DeepFake Detection in Dyadic Video Calls using Point of Gaze Tracking
Odin Kohler , Rahul Vijaykumar , Masudul H. Imtiaz
Published on arXiv
2509.25503
Output Integrity Attack
OWASP ML Top 10 — ML09
Key Finding
Achieves 82% accuracy on a novel dataset using explainable gaze-based features, establishing the first PoG-based deepfake detection method.
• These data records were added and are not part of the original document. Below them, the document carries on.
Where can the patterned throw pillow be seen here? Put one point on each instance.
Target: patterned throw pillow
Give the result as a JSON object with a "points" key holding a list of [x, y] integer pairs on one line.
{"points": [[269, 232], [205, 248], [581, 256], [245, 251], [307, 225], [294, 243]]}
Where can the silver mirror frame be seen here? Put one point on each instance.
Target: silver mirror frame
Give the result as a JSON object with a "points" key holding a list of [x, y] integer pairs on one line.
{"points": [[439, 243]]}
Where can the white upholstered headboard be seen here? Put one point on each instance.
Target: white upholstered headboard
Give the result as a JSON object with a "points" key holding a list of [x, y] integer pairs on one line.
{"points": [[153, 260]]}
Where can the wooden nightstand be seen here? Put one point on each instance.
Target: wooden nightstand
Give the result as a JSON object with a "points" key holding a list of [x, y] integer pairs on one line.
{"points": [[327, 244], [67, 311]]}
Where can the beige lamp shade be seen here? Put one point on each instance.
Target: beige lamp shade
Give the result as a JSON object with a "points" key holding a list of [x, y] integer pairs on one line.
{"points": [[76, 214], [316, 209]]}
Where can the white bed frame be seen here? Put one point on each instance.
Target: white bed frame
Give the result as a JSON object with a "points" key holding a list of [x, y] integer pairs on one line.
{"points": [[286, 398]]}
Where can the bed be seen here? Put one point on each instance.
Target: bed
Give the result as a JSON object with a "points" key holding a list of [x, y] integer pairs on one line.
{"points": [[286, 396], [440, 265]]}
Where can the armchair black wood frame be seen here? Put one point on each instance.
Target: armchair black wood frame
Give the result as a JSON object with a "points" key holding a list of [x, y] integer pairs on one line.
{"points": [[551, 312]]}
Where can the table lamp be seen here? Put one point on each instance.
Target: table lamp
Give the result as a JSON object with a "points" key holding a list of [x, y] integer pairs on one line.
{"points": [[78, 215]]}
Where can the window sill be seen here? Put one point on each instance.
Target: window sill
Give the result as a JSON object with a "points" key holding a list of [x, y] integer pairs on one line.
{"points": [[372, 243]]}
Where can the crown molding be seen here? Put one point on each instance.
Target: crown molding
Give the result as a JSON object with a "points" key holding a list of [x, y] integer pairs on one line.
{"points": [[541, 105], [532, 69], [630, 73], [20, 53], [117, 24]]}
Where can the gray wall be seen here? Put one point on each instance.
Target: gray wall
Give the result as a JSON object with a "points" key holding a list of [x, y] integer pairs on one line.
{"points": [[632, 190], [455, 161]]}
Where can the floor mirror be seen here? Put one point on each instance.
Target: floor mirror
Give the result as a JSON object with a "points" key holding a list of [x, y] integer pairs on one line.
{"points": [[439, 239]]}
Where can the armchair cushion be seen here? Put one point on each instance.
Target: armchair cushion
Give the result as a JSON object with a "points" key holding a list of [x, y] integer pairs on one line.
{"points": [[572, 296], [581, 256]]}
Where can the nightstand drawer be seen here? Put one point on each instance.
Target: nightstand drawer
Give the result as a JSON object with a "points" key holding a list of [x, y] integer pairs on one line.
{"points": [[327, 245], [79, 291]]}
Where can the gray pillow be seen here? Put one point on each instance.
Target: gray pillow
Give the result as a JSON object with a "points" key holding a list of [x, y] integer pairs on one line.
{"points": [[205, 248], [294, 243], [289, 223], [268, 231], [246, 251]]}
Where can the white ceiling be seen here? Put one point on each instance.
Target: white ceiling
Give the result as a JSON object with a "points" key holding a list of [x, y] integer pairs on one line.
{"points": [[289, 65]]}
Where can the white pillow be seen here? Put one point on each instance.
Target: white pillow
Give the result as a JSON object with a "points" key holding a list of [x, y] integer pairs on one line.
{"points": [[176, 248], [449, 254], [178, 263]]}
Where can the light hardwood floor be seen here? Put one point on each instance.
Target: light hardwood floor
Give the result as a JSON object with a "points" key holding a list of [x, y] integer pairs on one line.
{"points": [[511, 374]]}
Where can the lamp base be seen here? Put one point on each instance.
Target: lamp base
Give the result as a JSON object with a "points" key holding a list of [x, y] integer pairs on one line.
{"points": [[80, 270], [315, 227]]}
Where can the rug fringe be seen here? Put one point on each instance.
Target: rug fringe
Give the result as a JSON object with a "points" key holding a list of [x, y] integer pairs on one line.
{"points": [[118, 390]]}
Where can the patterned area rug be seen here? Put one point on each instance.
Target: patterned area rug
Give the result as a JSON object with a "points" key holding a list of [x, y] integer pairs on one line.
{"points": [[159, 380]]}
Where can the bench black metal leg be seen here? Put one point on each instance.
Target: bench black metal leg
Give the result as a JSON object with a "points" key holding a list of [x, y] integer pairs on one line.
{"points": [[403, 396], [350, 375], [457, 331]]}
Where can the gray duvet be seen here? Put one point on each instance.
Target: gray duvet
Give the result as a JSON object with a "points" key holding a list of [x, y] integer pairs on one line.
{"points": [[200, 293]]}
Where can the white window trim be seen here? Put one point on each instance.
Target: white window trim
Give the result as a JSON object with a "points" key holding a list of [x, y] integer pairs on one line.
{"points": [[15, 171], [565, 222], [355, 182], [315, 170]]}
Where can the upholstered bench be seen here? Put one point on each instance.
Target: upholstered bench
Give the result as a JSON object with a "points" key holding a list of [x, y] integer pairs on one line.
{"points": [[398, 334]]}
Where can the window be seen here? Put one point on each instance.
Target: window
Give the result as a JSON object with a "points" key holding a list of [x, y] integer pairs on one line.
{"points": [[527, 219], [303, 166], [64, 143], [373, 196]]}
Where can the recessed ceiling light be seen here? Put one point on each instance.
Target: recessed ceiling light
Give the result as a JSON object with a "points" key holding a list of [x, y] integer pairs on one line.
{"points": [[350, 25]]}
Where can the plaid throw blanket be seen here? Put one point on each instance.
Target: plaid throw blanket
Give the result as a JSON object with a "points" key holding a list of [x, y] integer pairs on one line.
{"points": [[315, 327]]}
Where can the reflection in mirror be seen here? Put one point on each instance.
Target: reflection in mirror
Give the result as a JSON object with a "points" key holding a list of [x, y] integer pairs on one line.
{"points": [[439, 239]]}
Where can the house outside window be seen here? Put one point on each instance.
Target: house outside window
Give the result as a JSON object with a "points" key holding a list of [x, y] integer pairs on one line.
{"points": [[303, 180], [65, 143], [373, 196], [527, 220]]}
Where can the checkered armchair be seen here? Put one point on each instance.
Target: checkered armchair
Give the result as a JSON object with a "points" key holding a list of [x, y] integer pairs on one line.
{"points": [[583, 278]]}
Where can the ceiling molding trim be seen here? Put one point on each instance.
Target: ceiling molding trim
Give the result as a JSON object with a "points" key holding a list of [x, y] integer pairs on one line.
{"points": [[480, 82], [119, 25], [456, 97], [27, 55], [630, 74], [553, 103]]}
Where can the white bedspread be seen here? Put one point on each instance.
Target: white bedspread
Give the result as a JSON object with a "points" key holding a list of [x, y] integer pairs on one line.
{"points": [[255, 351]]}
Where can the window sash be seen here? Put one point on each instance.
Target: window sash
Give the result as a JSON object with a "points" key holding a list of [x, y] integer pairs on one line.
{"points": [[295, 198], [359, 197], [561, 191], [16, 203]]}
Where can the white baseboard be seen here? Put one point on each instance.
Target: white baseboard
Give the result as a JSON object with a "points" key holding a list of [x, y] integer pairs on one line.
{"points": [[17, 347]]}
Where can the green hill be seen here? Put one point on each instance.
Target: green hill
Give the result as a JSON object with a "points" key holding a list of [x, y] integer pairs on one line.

Point-of-Gaze (PoG) Deepfake Detection
Novel technique introduced
With recent advancements in deepfake technology, it is now possible to generate convincing deepfakes in real-time. Unfortunately, malicious actors have started to use this new technology to perform real-time phishing attacks during video meetings. The nature of a video call allows access to what the deepfake is ``seeing,'' that is, the screen displayed to the malicious actor. Using this with the estimated gaze from the malicious actors streamed video enables us to estimate where the deepfake is looking on screen, the point of gaze. Because the point of gaze during conversations is not random and is instead used as a subtle nonverbal communicator, it can be used to detect deepfakes, which are not capable of mimicking this subtle nonverbal communication. This paper proposes a real-time deepfake detection method adapted to this genre of attack, utilizing previously unavailable biometric information. We built our model based on explainable features selected after careful review of research on gaze patterns during dyadic conversations. We then test our model on a novel dataset of our creation, achieving an accuracy of 82\%. This is the first reported method to utilize point-of-gaze tracking for deepfake detection.
Key Contributions
- First reported deepfake detection method using point-of-gaze (PoG) tracking as a biometric feature, exploiting the inability of deepfakes to replicate natural gaze behavior during dyadic conversations
- End-to-end real-time detection pipeline tailored to the video-call deepfake phishing threat model, where access to the screen content enables PoG estimation
- Novel custom dataset of dyadic video calls with ground-truth deepfake labels for evaluation
🛡️ Threat Analysis
Proposes a novel AI-generated content detection method specifically targeting real-time deepfake video in video calls; deepfake detection is canonical ML09 (output integrity / content authenticity).